INDIA: CRUCIAL SUPREME COURT HEARING ON 18 OCTOBER                

An absolutely crucial Supreme Court hearing will take place in India on Tuesday 18 October. Please pray through this week leading up to the hearing, and then through the hearing itself. A positive outcome would remove crippling, poverty-entrenching religious discrimination from millions of Indian Christians, and a stumbling block from the path of many truth-seeking Indians. India's caste system is a rigid social class hierarchy rooted in the re- incarnation and karma doctrines of Hinduism. Through it, people are classified and organised according to descent and employment.

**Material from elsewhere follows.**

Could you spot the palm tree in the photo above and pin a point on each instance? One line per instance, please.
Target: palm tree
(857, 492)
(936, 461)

Whilst caste is essentially part of Hinduism, it is entrenched in Indian culture and tradition, pervading all society across religious lines. The ultimate beneficiaries of the caste system are those at the top: the high caste Hindu priests, rulers and elites.

The lowest group, existing beneath the caste system, is the Dalits ('Untouchables'). Because of their caste-imposed poverty and virtual slavery, the vast majority of Dalits are poor, landless and illiterate. Whilst 2.3 percent of all Indians are Christian, 10 percent of all Dalits are Christian. In fact, 60 percent to 70 percent of India's 2.5 million Christians are Dalits. 

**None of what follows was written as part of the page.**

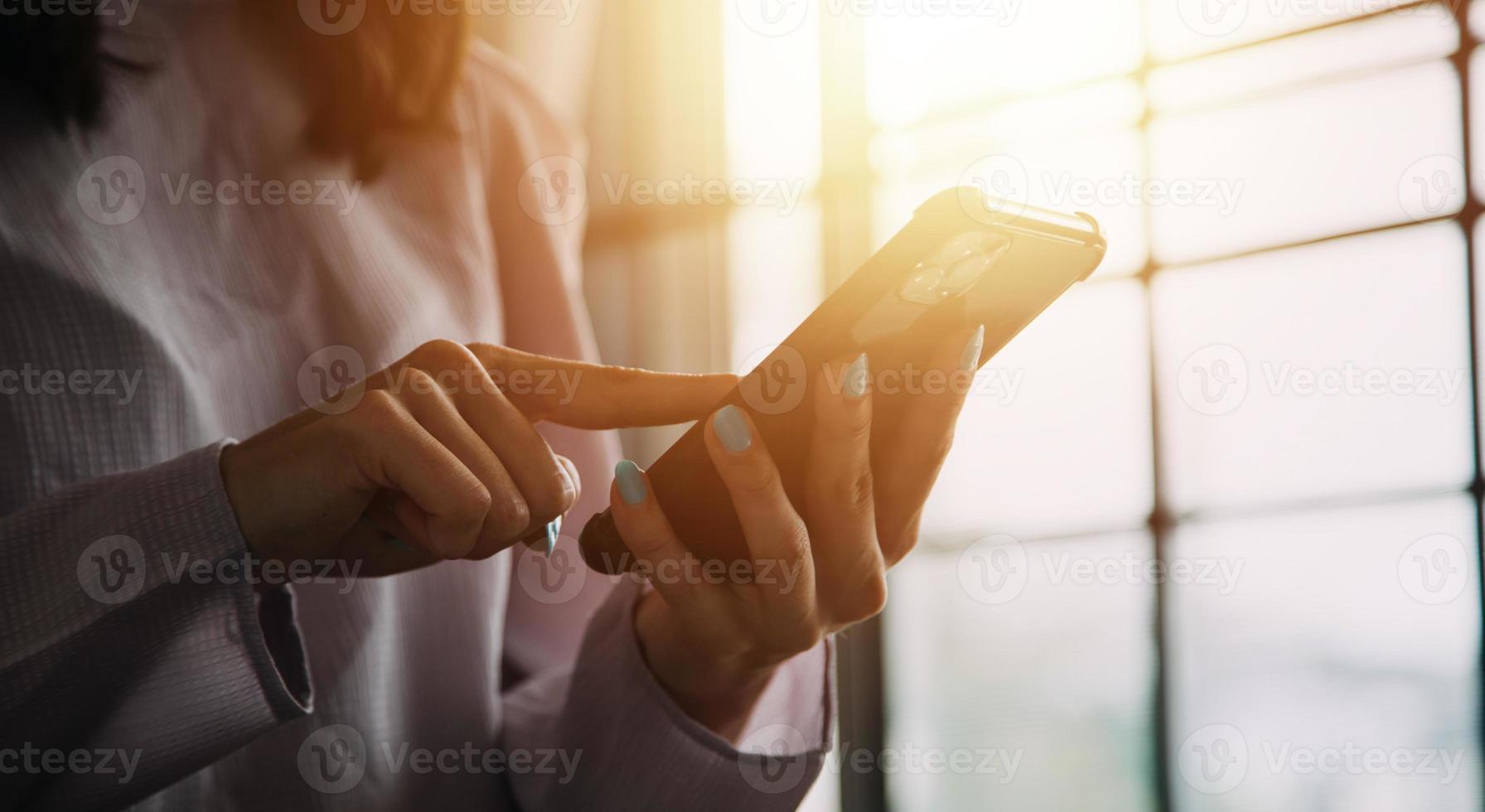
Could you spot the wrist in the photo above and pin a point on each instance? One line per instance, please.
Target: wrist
(719, 692)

The movement to liberate the 'Untouchables' of India began with Christian missionaries like Carey in the 1800s. Under British rule, the 'Depressed Classes' were granted rights to affirmative action.

Article 341 (1) of the Indian Constitution empowers the President of India to specify the castes, races or tribes or parts or groups within castes that can be deemed 'Scheduled Castes'. Parliament may then make laws for affirmative action to benefit the 'Scheduled Castes'. 'Reservations' are created in government, education, employment and ownership for members of 'Scheduled Castes', to correct their historic, entrenched disadvantage. 

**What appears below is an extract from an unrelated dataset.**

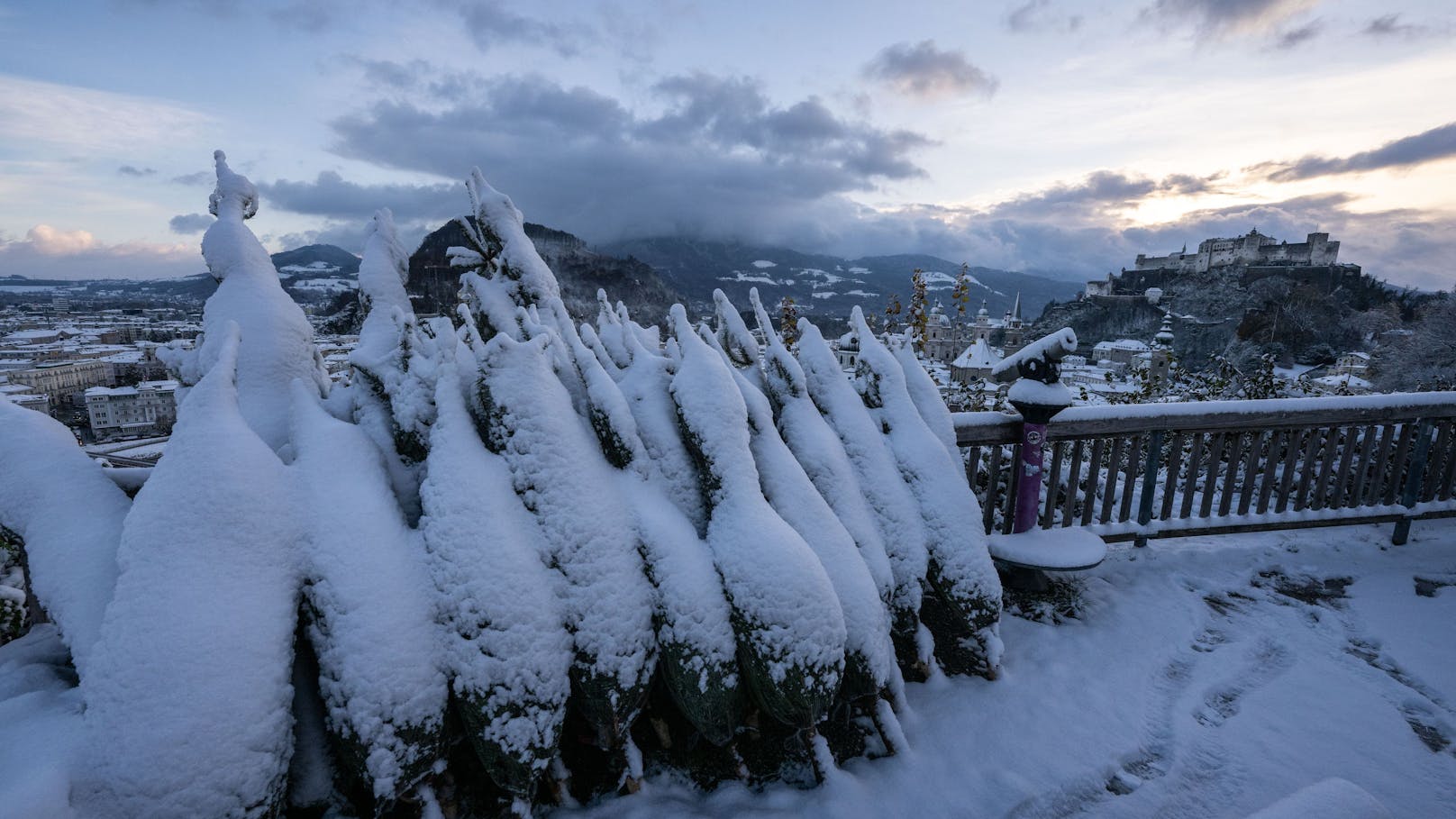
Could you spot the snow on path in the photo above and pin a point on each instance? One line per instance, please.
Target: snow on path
(1290, 694)
(1187, 707)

In 1950, the President of India introduced the 'Constitution (Scheduled Castes) Order' that specified 'no person who professes a religion different from Hindu shall be deemed to be a member of a Scheduled Caste'. The 1950 Constitution (Scheduled Castes) Order was amended in 1956 and 1990 to grant Sikh and Buddhist Dalits the same rights as Hindu Dalits. Christian and Muslim Dalits however still do not share these rights. Even though society shuns and enslaves them as Dalits, they are not eligible for Dalit rights to affirmative action and safeguards. This includes the right to compensation and equality before the law, which is why Dalit Christians are so vulnerable and so frequently targeted in violence and crime. Because of this religious discrimination that violates Article 15 of India's Constitution, many converts are afraid to confess their Christian faith, and many truth-seekers are reluctant to consider Christ because of the enormously high cost of conversion. 

India's Supreme Court has allowed the hearing of a private citizen's petition (No. 180 of 2004) challenging the legality of the 1950 Constitution (Scheduled Castes) Order. This historic hearing is on Tuesday 18 October. Hindu nationalists oppose any affirmative action as a 'conspiracy against Hindus'. Gospel for Asia's (GFA) KP Yohannan believes that a ruling removing the crippling religious discrimination against Christians would open the floodgates of Dalits professing and seeking Christ. He fears there would not be enough trained Bible teachers to disciple them all. Despite inadequate funding, GFA in faith increased their Bible College intake this year, to prepare for the challenge! 

Concerning caste, William Carey said, 'Perhaps this is one of  the strongest chains with which the devil ever bound the children of men. This is my comfort, that God can break it.'

PLEASE PRAY SPECIFICALLY THAT:

  • God will be working in the hearts and minds of all those involved in the Supreme Court hearing, especially India's Attorney General, Milon Banerji; the Chief Justice of India, Mr Justice Lakhoti; as well as India's President APJ Abdul Kalam (a Muslim), Prime Minister Manmohan Singh (a Sikh), and Congress leader Sonia Ghandi (a Catholic).
  • all with authority and influence will be prepared and used by God  to do his will and 'bring justice to the nations'. (Isaiah 42:1-4)
  • the insidious poison and stain of caste will be totally purged from India's churches and Christian communities, so that the Church of Jesus Christ in India will truly exemplify the heavenly reality of 'all one in Christ Jesus'  (Galatians 3:26-29).

All the believers were together and had everything in common.Selling their possessions and goods, they gave to anyone as he had need... And the Lord added to their number daily those who were being saved.' Acts 2:42-47 excerpts.